Neville Burnell
2007-Apr-12 01:06 UTC
[Ferret-talk] Ferret 0.11.4.win32 indexing speed vs Ferret 0.10.9.win32
Firstly, thanks Dave for all your hard work. Ferret Rocks!, I am just testing 0.11.4.win32 and it seems to work just fine, however the index creation phase of my app is perhaps 3x slower under 0.11.4 vs 0.10.9 Details follow: System: windows xp sp2, index on local hard disk, Ruby 1.8.6 Run #1, Ferret 0.10.9 - Reboot - Build index, 35,000 rows added in 297 seconds - Run #2, Ferret 0.11.4 - Reboot - Build index, 35,000 rows added in 1044 seconds Searching both indexes "feels" about the same Any comments on whether Ferret 0.11.4 should be much slower for bulk inserts ? Kind regards Neville
David Balmain
2007-Apr-12 11:03 UTC
[Ferret-talk] Ferret 0.11.4.win32 indexing speed vs Ferret 0.10.9.win32
On 4/12/07, Neville Burnell <Neville.Burnell at bmsoft.com.au> wrote:> Firstly, thanks Dave for all your hard work.
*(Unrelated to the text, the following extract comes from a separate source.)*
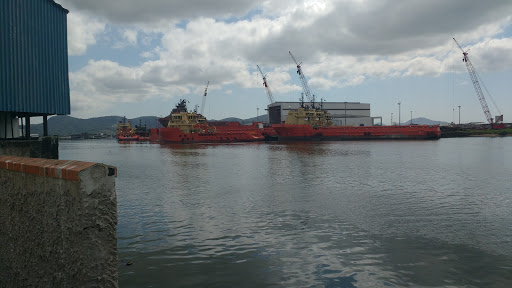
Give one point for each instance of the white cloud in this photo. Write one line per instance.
(82, 32)
(341, 43)
(130, 35)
Ferret Rocks!, > > I am just testing 0.11.4.win32 and it seems to work just fine, however > the index creation phase of my app is perhaps 3x slower under 0.11.4 vs > 0.10.9 > > Details follow: > > System: windows xp sp2, index on local hard disk, Ruby 1.8.6 > > Run #1, Ferret 0.10.9 > - Reboot > - Build index, 35,000 rows added in 297 seconds > - > Run #2, Ferret 0.11.4 > - Reboot > - Build index, 35,000 rows added in 1044 secondsOuch, that sucks. There is a difference in indexing speed on Linux too depending a lot on the parameters you use but bulk indexing is largely unchanged. The differences are due to the changes I''ve made to make Ferret more stable when indexing and adding the ability to Ferret to recover when the index is corrupted. This makes Ferret much slower when opening an index but the indexing procedure hasn''t changed. I haven''t really looked at the performance in Windows. A few questions here might allow me to fix this problem. Are you using the Index class or the IndexWriter class? What parameters are you passing to the indexer? I''ll see what I can do but I can''t promise anything.> Searching both indexes "feels" about the sameSearching should be the same, although opening the index for searching will be slower. But this shouldn''t be done for every search so it shouldn''t be a problem.> Any comments on whether Ferret 0.11.4 should be much slower for bulk > inserts ?I guess I already answered this. No, it shouldn''t be slower for bulk updates. Actually, looking at your times, it seems like you may not have the optimal settings for indexing as even 297 seconds seems like a long time to index 35,000 documents although it depends on the documents and where they are coming from. If you give me a little more information I may be able to help you speed this up. Cheers, Dave -- Dave Balmain http://www.davebalmain.com/
Neville Burnell
2007-Apr-13 00:32 UTC
[Ferret-talk] Ferret 0.11.4.win32 indexing speed vs Ferret0.10.9.win32
> I haven''t really looked at the performance in Windows. A few questions > here might allow me to fix this problem. Are you using the Index class > or the IndexWriter class? What parameters are you passing to the > indexer? I''ll see what I can do but I can''t promise anything.I''m using IndexWriter.add_document(doc) For the purposes of the timing comparison, I''m using an empty directory, and passing :create => true and a :field_infos hash which details certain fields which indexes but not stored, or vice versa.> it shouldn''t be slower for bulk updates.I hope I haven''t misused "bulk"> Actually, looking at your times, it seems like you may not > have the optimal settings for indexing as even 297 seconds seems > like a long time to index 35,000 documents although it depends on the > documents and where they are coming from. If you give me a little more > information I may be able to help you speed this up.Thanks Dave. I''m generating the index for rows from a SQL database and in general I''m ok with the 297 secs for 35,000 docs, but a 3x hit does hurt somewhat, particularly for larger SQL databases. The logic goes something like this: Create new ferret index Connect to SQL dbms For t in table[1..n] do Prepare sql For row in resultset do IndexWriter.add_document(row) End End Each row retrieved from the SQL dbms is a hash of up to 30 fields, and some fields are longish text [3000chars]. For a baseline, if I comment out the IndexWriter.add_document(row) then the SQL part of the process only takes around 12 secs, so most of the work is done by add_document I think. Thanks for your help, Nev
Apparently Analagous Threads
- Possiible Bug ? indexWriter#doc_count countsdeleted docs after #commit
- Warming up a new Searcher/Reader (Ferret 0.10.9 win32)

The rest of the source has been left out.